Возмущенный таким насилием, Бурмистров попытался сбросить руку Чертыханова со своего плеча.
– А ты что за шишка?
– Я не шишка, я солдат. Идем, говорю.
Бурмистров, видимо, считал зазорным для себя покориться и отступить; он начал вызывающе препираться с Чертыхановым. Сержант Гривастов, придвинувшись, мрачно бросил:
– Ну? Пшел! – Каменное лицо его с дергающимся шрамом на щеке угрожающе нависло над головой Бурмистрова. Боец, недовольно ворча, отошел, шлепая оторванной подошвой; цветок ромашки взлетал белокрылой бабочкой при каждом его шаге.
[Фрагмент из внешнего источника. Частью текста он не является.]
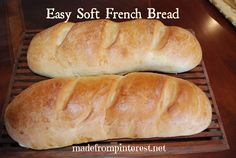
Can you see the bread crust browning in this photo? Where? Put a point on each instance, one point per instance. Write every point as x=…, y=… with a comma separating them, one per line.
x=106, y=47
x=65, y=111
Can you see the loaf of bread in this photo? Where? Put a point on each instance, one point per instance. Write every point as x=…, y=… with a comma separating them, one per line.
x=105, y=47
x=64, y=111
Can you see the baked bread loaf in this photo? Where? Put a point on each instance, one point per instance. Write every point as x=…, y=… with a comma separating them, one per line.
x=105, y=47
x=64, y=111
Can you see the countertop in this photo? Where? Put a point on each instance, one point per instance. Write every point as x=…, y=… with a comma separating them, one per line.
x=216, y=35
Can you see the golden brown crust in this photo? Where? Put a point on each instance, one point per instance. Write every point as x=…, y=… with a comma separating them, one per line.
x=65, y=111
x=105, y=47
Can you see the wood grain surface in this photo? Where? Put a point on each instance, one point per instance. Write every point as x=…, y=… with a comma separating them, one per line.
x=216, y=35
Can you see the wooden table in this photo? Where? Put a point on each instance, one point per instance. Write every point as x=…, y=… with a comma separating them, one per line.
x=216, y=35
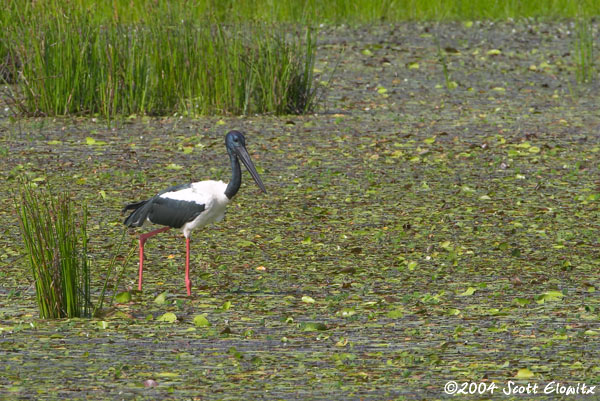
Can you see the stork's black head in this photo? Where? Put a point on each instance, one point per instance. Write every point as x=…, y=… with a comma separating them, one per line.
x=236, y=146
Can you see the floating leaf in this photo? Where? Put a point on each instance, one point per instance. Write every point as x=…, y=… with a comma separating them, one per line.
x=468, y=292
x=395, y=314
x=123, y=297
x=549, y=296
x=308, y=300
x=91, y=141
x=168, y=317
x=161, y=298
x=524, y=373
x=313, y=326
x=201, y=321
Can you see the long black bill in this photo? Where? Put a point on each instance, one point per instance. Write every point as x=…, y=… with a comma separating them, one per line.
x=245, y=158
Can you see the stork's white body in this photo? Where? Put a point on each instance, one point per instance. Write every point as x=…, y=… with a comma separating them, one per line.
x=209, y=193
– Видали? – спросил лейтенант Стоюнин, указывая на Бурмистрова. – Вот вам моральный облик… – Случай с сапогом бойца сильно взволновал его.
Щукин спокойно объяснил:
– Общеизвестно: то, что создается многими годами, большими усилиями, может разрушиться в один день, даже в одно мгновение… Это относится и к дисциплине, в том числе и к воинской. Но я убежден, что таких бойцов немного, хотя они сейчас и в бедственном положении. Да и этот Бурмистров, мне кажется, не такой…
– У актеров есть одно очень хорошее правило, – сказал я. – Чтобы завоевать симпатию, и доверие зрителя, заставить его и страдать, и плакать, и смеяться, в общем, полностью подчинить его себе, необходимо, чтобы темперамент актера, его страсть, его воля были выше и сильнее воли зрителя.
– Верно, – отметил Щукин. – Жаль только, что это не театр и не игра на сцене, а война…
– Знаешь что, политрук, – сказал я. – Напиши такой текст… вроде клятвы. Коротко, сжато и сильно. Мы дадим каждому прочитать и подписать. У знамени.
– Да, это следует сделать, – живо согласился Щукин. – Я сейчас же и напишу. Плохо, что у нас бумаги нет…
Лейтенант Стоюнин отстегнул сумку, вынул блокнот и подал политруку, тонко улыбаясь:
– Дарю…
3
Как я и предполагал, роты наши быстро пополнялись, – люди, двигаясь следом за наступающей немецкой армией, обходили деревни, занятые врагом, и забирались поглубже в леса. Они неизменно наталкивались или на избушку, – наш штаб, – или на бойцов одной из рот, занявших круговую оборону. Иные отбивались и уходили – то были трусливые одиночки, которые надеялись проползти к своим по всяческим темным щелям. Большинство оставалось у нас. Стоюнин распределял их по ротам, предварительно дав прочитать и подписать клятву.
Первым, два дня назад, подписал ее я. Мы выстроили роту бойцов на поляне. Чертыханов вынес знамя, надетое на срубленное и выструганное ножом древко. Я опустился возле знамени на одно колено и громко, отчетливо прочитал:
– «Я, воин Красной Армии, вступая в новое воинское подразделение, обязуюсь строго подчиняться воинской дисциплине, выполнять приказы вышестоящих командиров и политработников. Я полон решимости с боем прорваться сквозь вражеское кольцо окружения к нашим войскам, действующим на фронте. Я клянусь не щадить своей жизни в борьбе с ненавистным врагом. И если я отступлю или струшу в бою, то пусть меня, как предателя и труса, расстреляют мои же товарищи».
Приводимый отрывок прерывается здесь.